External Solutions¶
Augmentation examples,
showing you
how to combine auglib
with external augmentation solutions.
Let’s start with loading an example file to augment.
import audb
import audiofile
files = audb.load_media(
"emodb",
"wav/03a01Fa.wav",
version="1.4.1",
verbose=False,
)
signal, sampling_rate = audiofile.read(files[0])
Pedalboard¶
Pedalboard is a Python package from Spotify, that provides a collection of useful and fast augmentations. It also allows you to include VST plugins in your augmentation pipeline.
The documentation of Pedalboard
does not discuss all the used parameters
of the augmentations.
For the value range
and an explanation
of the parameters,
you might want to look
at the corresponding documentation
of the underlying JUCE C code.
E.g. for pedalboard.Reverb
it is located at
https://docs.juce.com/master/structReverb_1_1Parameters.html
In the following example,
we use the compressor,
chorus,
phaser,
and reverb
from pedalboard,
as part of our auglib
augmentation chain
with the help of the auglib.transform.Function
class.
def pedalboard_transform(signal, sampling_rate):
r"""Custom augmentation using pedalboard."""
import pedalboard
board = pedalboard.Pedalboard(
[
pedalboard.Compressor(threshold_db=-50, ratio=25),
pedalboard.Chorus(),
pedalboard.Phaser(),
pedalboard.Reverb(room_size=0.25),
],
)
return board(signal, sampling_rate)
transform = auglib.transform.Compose(
[
auglib.transform.Function(pedalboard_transform),
auglib.transform.NormalizeByPeak(),
]
)
augment = auglib.Augment(transform)
signal_augmented = augment(signal, sampling_rate)
Audiomentations¶
Audiomentations is another Python library
for audio data augmentation,
originally inspired by albumentations.
It provides additional transformations
such as pitch shifting and time stretching,
or mp3 compression to
simulate lower audio quality.
It also includes spectrogram transformations
(not supported by auglib
).
For GPU support the package
torch-audiomentations
is available.
In the following example,
we combine Gaussian noise,
time stretching,
and pitch shifting.
Similar to auglib
a probability controls if
a transformation is applied or bypassed.
Again,
we use auglib.transform.Function
to include transforms from audiomentations
into our auglib
augmentation chain.
def audiomentations_transform(signal, sampling_rate, p):
r"""Custom augmentation using audiomentations."""
import audiomentations
compose = audiomentations.Compose([
audiomentations.AddGaussianNoise(min_amplitude=0.001, max_amplitude=0.015, p=p),
audiomentations.TimeStretch(min_rate=0.8, max_rate=1.25, p=p),
audiomentations.PitchShift(min_semitones=-4, max_semitones=4, p=p),
])
return compose(signal, sampling_rate)
transform = auglib.transform.Compose(
[
auglib.transform.Function(audiomentations_transform, {"p": 1.0}),
auglib.transform.NormalizeByPeak(),
]
)
augment = auglib.Augment(transform)
signal_augmented = augment(signal, sampling_rate)
Sox¶
Sox provides a large variety of effects, so called Transformers, that might be useful for augmentation. Here, we shift the pitch by two semitones, and apply a Flanger effect.

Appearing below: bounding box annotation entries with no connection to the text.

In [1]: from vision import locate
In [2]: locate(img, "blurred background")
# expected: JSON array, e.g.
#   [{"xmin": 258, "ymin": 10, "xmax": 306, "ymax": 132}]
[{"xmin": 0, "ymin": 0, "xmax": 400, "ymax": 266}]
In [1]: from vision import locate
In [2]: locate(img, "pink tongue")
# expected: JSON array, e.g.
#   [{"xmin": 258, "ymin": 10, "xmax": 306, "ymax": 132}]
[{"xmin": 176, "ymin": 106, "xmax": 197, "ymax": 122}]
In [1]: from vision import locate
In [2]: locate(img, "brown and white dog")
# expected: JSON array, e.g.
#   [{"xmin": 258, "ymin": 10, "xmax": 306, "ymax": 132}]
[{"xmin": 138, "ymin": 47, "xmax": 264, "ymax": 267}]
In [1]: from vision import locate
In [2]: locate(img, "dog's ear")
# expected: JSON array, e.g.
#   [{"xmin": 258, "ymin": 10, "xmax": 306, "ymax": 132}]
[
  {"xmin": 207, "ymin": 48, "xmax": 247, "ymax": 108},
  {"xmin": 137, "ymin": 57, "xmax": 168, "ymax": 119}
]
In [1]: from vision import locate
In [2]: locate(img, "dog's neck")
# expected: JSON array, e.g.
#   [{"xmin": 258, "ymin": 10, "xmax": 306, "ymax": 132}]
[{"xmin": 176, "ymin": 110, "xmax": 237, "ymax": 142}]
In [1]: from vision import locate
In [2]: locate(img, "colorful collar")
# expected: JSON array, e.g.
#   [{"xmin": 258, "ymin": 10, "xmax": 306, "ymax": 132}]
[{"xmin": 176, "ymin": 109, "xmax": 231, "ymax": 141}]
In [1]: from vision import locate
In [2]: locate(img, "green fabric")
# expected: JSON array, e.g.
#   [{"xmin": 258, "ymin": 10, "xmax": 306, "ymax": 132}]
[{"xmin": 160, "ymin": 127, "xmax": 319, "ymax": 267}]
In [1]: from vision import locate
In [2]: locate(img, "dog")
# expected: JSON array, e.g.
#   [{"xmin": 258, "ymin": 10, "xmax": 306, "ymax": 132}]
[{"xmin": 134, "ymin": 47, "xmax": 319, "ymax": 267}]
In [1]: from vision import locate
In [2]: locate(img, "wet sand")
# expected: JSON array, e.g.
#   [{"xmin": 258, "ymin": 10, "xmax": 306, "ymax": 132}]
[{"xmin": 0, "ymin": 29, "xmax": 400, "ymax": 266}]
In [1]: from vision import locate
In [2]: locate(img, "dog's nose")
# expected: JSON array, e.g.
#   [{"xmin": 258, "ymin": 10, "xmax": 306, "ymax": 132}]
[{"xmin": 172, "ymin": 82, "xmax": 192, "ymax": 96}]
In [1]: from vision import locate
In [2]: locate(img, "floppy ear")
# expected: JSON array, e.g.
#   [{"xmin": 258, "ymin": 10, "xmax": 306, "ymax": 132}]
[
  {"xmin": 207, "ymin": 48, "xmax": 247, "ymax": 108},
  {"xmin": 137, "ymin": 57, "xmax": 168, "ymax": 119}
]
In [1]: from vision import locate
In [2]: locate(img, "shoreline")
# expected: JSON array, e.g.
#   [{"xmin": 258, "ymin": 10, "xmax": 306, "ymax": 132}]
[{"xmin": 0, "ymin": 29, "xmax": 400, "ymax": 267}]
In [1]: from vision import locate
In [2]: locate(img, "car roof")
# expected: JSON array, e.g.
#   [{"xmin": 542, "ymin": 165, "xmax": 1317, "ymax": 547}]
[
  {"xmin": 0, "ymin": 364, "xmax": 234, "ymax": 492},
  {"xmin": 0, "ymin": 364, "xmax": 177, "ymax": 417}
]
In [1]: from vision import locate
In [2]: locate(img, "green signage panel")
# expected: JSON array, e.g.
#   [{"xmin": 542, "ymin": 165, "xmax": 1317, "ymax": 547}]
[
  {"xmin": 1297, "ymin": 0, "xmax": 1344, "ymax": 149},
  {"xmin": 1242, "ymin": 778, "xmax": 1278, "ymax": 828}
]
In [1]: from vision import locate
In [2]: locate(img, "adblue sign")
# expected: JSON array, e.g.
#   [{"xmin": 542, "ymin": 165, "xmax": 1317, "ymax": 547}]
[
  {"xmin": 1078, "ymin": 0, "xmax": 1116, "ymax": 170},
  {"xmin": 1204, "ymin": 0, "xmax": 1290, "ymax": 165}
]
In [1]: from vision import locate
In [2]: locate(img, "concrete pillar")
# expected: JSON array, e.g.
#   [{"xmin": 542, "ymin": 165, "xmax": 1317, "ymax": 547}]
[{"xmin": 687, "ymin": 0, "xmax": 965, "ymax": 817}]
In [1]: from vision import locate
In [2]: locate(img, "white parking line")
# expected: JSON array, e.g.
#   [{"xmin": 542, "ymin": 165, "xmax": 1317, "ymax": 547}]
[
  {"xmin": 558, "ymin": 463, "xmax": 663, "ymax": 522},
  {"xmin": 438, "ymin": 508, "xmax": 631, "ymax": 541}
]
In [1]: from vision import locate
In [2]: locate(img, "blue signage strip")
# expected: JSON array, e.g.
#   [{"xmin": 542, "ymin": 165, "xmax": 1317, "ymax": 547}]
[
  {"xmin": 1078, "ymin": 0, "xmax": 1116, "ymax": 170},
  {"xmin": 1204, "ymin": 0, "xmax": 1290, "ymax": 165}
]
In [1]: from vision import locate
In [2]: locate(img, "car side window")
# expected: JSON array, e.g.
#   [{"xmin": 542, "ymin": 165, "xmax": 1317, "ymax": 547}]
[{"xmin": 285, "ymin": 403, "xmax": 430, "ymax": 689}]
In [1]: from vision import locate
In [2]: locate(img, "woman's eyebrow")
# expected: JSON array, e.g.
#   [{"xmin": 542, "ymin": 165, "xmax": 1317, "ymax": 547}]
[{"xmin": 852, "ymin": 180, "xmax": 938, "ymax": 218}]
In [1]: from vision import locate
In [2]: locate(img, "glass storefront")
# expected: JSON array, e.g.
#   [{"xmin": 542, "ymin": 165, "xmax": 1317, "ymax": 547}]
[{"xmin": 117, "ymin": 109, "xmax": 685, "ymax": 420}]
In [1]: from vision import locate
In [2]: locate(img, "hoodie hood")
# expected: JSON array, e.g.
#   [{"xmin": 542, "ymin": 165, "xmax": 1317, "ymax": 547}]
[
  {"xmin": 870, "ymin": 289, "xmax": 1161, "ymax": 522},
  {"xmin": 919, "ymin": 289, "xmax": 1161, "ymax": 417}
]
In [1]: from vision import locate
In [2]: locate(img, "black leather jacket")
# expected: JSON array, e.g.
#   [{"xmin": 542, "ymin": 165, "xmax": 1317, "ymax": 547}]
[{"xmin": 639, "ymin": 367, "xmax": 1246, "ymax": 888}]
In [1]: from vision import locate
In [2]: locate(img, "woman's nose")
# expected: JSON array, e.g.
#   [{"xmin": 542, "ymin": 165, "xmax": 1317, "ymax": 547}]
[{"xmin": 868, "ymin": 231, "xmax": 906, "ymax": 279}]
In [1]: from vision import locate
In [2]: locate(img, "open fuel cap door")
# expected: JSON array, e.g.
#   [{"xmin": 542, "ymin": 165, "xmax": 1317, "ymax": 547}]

def sox_transform(signal, sampling_rate):
r"""Custom augmentation using sox."""
import sox
tfm = sox.Transformer()
tfm.pitch(2)
tfm.flanger()
return tfm.build_array(
input_array=signal.squeeze(),
sample_rate_in=sampling_rate,
)
transform = auglib.transform.Compose(
[
auglib.transform.Function(sox_transform),
auglib.transform.NormalizeByPeak(),
]
)
augment = auglib.Augment(transform)
signal_augmented = augment(signal, sampling_rate)